Enjoy being white everybody!
Oh, put it back in the deck.
A handful of activists dug up the park and put this fake garden there. It was never anything but a fake display by fake activists, many of whom invaded Capitol Hill that month. The sooner it’s gone the sooner Cal Anderson can be restored to more normal.
This garden is a beautiful blessing, and I am deeply saddened by the plans to remove it, especially for turf.
The garden is not only part of a legacy of occupied protest, Black and Indigenous sovereignty, and community autonomy, but it is also a bastion of biodiversity in the densest neighborhood in the PNW.
It is important for education, it provides medicine, it is a place of refuge, and it is LIFE! To destroy that in order to have a lawn is myopic, colonial, and a microcosm of the climate crisis.
For folks saying the garden is messy — it’s not. It is actively maintained and cared for. There is a plan for each bed (a pollinator bed, a medicine bed, a native plant bed, and a BIPOC bed), as well as an overall gardening philosophy that allows for plants to move through their whole lifecycle. Weeds are removed, but there is a belief that plants can crowd each other and coexist while still being managed.
I am a professional gardener, and I am inspired by the space. Is it perfect? NO! That’s the point. How else are people supposed to learn?
Save BLMG!
Thank you!
The stupid anarchist garden was used as part of the false narrative to justify the CHOP occupation of Cal Anderson Park. It was an effective propaganda tool that attracted gun-toting leftist radicals and vagrants to come live in the park for months resulting in millions of dollars of damage to Capitol Hill. Those that vandalized the park should be paying for its removal.
Thank God! I am TOTALLY pro free food forests / guerrilla gardening to achieve them. hell.. put a few in Cal Anderson. But that was the absolute worst place for one, because it’s the only possible space space for community events
What a weak statement from SPR, they fail to mention where in Cal Anderson they have offered relocation, nor have they shown any efforts to find other locations with water and electricity (FYI, they’re all over the park). Doesn’t the hill and lawn area provide more seating? If not, didn’t SPR just spend a bunch of time and money building a large ampither a few bus stops away from here in volunteer park?
FYI, potable water and electrical infrastructure capable of serving events with stages and performances is not all over the park as you have stated.
I’ve seen events with stages on the main lawn…
I’ve seen people play soccer on the main lawn…. My witnessing this does not mean that the main lawn is well equipped to handle soccer matches like the play field.
It’s a bit different scenario, you’re claiming there’s not suitable infrastructure when there clearly is… The potable water at the shelter house and bathrooms is often unavailable or out of service, why not focus on making this work rather than using it as an excuse to remove these gardens?

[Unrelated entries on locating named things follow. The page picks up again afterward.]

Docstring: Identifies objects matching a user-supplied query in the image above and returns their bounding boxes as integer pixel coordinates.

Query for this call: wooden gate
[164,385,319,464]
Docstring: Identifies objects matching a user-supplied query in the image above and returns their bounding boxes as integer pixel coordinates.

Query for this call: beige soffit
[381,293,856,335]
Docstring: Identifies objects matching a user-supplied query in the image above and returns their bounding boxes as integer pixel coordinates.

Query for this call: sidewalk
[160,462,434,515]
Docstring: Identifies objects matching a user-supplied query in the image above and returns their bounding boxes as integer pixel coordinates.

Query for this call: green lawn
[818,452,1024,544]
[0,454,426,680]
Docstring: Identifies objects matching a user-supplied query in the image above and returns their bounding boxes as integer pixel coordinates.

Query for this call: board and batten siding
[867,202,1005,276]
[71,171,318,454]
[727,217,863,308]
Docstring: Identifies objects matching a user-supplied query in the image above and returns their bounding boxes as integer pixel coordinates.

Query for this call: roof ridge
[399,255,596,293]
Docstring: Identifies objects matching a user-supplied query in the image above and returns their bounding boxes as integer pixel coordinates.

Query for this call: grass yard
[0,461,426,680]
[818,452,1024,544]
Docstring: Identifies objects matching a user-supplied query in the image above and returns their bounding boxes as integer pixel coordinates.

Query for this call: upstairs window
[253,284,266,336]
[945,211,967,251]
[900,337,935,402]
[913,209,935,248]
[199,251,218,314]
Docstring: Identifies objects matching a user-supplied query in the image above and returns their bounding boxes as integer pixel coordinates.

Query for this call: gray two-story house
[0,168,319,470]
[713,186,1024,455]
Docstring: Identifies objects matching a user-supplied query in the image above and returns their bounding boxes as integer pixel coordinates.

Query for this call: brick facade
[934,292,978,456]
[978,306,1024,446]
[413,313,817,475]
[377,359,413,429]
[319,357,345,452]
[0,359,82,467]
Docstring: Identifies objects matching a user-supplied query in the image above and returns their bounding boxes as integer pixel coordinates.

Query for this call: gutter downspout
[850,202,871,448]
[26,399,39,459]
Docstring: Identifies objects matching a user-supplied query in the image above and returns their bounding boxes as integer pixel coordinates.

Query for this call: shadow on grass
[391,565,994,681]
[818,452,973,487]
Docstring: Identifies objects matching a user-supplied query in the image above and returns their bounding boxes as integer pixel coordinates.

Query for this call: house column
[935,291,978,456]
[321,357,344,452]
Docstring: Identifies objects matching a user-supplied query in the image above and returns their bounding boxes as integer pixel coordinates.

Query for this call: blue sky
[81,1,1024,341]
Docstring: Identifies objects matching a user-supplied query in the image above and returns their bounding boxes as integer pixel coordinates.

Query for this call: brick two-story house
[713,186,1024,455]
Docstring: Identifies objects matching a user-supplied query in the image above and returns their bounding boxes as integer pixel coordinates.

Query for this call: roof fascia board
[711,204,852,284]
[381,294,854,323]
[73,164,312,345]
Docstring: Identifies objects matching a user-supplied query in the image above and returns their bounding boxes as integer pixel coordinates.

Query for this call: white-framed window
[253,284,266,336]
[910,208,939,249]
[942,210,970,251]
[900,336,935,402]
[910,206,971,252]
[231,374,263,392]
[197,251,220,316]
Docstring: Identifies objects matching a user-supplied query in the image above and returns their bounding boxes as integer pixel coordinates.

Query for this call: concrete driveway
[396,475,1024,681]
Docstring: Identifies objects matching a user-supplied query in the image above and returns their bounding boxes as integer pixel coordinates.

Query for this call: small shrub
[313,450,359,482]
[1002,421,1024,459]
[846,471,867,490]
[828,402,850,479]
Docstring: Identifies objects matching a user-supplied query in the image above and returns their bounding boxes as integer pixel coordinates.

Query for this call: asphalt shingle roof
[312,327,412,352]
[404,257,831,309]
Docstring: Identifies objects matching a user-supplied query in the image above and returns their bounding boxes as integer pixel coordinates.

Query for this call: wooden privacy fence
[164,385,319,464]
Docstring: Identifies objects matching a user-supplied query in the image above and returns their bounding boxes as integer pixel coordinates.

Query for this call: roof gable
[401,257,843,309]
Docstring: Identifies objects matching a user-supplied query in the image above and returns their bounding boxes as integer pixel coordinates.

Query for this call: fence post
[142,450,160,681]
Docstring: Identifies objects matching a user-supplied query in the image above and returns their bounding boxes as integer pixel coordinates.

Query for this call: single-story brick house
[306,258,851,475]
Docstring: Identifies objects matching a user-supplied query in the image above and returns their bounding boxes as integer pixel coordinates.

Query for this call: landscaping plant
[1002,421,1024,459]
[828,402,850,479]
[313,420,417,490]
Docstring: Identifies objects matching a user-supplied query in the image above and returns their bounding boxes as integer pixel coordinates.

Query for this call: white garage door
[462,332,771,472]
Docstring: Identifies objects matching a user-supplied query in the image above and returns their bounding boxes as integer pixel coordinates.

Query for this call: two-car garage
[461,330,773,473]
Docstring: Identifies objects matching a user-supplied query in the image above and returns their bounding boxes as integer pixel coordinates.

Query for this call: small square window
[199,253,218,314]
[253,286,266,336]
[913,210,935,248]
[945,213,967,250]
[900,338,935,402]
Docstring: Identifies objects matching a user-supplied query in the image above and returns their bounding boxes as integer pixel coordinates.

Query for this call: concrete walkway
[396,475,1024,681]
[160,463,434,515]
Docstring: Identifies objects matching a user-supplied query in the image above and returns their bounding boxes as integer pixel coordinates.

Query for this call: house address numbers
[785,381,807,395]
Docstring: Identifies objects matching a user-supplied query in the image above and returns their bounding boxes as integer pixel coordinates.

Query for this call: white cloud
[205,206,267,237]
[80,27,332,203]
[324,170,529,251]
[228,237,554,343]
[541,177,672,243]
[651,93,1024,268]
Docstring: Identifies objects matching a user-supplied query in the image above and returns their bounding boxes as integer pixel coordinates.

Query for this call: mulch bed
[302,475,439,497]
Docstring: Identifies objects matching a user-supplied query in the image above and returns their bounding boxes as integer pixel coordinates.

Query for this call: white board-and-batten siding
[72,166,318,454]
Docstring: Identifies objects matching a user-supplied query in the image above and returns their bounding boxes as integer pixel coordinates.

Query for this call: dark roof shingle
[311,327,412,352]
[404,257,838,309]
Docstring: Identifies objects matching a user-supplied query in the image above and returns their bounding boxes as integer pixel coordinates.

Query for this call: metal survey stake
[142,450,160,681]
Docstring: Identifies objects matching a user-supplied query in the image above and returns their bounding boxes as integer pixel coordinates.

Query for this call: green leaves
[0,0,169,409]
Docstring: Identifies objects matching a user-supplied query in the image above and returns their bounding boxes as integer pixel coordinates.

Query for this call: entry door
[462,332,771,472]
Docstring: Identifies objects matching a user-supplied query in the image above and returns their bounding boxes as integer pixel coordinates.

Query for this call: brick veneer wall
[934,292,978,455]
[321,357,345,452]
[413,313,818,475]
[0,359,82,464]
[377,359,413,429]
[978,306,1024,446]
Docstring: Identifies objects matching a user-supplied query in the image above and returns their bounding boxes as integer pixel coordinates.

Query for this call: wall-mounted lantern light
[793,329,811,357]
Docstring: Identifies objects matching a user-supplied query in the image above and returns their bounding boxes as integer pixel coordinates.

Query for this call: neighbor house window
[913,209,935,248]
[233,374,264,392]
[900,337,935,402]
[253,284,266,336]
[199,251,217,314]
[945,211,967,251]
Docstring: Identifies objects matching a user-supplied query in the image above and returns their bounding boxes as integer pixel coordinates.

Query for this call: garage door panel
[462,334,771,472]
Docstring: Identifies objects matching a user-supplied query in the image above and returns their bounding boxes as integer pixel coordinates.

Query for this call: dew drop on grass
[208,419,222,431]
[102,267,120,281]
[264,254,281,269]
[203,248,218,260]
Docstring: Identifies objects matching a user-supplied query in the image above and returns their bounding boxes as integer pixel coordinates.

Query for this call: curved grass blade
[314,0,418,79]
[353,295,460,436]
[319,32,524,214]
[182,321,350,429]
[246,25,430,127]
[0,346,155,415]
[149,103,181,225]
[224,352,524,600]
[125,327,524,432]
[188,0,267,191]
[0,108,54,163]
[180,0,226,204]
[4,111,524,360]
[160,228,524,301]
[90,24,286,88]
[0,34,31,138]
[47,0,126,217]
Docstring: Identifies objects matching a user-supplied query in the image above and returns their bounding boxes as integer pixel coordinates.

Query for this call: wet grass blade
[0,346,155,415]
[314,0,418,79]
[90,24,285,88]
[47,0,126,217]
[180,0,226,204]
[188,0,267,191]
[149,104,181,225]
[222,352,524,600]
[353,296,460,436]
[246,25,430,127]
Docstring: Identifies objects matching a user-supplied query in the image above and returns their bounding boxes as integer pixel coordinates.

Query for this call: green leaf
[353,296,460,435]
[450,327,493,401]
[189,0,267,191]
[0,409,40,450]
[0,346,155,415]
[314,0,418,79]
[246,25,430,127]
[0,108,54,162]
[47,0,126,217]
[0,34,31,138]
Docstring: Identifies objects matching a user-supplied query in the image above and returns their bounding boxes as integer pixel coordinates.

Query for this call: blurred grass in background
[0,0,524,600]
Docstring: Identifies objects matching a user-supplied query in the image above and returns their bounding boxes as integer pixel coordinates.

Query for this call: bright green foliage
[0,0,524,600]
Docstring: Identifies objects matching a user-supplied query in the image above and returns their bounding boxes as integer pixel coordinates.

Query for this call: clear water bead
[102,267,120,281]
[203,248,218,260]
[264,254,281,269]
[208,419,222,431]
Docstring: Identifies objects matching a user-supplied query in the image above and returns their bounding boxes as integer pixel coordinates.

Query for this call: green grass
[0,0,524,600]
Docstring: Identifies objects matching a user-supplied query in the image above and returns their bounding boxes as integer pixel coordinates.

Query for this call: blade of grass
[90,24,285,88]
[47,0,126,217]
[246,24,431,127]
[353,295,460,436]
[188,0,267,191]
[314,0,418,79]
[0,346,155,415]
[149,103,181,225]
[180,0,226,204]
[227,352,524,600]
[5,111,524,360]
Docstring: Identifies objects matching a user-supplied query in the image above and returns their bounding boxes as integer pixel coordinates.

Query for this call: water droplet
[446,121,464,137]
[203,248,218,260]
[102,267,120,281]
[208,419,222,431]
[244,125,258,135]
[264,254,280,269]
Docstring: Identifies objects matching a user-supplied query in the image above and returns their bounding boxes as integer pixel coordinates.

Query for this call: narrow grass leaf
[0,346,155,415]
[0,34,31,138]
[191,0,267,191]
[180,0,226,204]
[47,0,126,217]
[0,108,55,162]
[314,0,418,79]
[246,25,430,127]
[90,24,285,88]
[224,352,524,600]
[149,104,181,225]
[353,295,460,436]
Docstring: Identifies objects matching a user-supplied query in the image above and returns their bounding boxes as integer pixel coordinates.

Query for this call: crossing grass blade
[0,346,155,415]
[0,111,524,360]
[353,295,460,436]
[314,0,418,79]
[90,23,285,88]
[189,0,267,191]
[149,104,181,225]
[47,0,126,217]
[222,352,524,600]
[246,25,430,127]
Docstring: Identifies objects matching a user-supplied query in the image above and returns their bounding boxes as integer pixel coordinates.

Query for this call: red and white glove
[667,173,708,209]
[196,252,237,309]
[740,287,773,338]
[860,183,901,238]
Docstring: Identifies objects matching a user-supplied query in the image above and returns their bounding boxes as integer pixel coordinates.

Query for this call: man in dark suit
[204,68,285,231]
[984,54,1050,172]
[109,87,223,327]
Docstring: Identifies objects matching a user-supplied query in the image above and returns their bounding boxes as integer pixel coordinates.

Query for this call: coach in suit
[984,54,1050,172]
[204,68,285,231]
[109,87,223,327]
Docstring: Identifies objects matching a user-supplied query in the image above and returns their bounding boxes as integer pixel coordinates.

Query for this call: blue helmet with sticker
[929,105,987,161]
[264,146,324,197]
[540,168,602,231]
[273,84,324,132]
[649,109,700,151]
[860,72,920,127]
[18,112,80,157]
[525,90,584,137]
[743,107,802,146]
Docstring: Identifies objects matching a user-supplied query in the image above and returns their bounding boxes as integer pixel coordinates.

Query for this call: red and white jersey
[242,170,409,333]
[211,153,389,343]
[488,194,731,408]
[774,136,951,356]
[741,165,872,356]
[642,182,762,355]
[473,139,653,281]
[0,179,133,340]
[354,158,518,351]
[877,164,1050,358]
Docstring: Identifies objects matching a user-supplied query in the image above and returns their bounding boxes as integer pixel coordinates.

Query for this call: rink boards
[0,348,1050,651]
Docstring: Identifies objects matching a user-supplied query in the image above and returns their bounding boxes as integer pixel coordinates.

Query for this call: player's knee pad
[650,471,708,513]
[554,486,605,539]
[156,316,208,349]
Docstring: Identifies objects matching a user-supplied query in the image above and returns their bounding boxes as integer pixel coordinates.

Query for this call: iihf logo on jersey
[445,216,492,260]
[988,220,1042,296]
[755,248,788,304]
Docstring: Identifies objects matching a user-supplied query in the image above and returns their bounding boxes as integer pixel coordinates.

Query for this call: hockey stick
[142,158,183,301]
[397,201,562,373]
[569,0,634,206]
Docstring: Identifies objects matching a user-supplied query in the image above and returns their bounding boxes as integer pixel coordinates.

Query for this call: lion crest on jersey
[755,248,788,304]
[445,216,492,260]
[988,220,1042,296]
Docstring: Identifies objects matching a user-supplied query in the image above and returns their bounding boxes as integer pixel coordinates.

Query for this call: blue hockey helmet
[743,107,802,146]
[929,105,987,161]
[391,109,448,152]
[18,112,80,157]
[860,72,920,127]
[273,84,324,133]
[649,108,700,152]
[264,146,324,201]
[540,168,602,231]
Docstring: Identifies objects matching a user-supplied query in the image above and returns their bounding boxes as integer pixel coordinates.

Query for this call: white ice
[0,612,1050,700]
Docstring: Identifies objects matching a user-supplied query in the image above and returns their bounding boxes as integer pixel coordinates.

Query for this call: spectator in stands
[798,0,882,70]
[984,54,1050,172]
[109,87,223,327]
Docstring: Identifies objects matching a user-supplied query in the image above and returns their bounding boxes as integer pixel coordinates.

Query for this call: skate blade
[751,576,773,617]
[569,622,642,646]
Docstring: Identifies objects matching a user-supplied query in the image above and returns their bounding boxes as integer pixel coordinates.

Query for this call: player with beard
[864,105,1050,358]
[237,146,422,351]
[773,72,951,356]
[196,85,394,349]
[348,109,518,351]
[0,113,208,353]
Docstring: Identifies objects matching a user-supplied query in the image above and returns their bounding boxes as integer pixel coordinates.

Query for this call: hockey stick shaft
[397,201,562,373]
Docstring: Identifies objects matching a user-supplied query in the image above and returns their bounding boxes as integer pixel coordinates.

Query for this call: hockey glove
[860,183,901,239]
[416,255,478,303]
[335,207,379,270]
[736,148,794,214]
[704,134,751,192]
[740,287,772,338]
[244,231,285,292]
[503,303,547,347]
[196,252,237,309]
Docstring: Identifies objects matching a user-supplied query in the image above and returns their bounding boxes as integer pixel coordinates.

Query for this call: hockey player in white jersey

At first I was angry about this. But thank you for the update. It seems SPR tried to save the garden by offering a different location – within Cal Anderson (!!) or a different park altogether. The gardeners are choosing to let it go to make a point. If their true focus was plant medicine and gardening, they’d save their plants and take a new spot in Cal Anderson.
I’m happy the amphitheatre will return. I miss gatherings there like the Trans Pride stage and movies in the park. It’s a great space for the community. The garden serves a tiny population and this is not the best location for it. If it was placed in the middle of a sports field it would have been removed long ago. Parks has offered to relocate the garden to another spot in Cal Anderson and the organizers didn’t take them up on it. They should be willing to negotiate a compromise and not be so stubborn.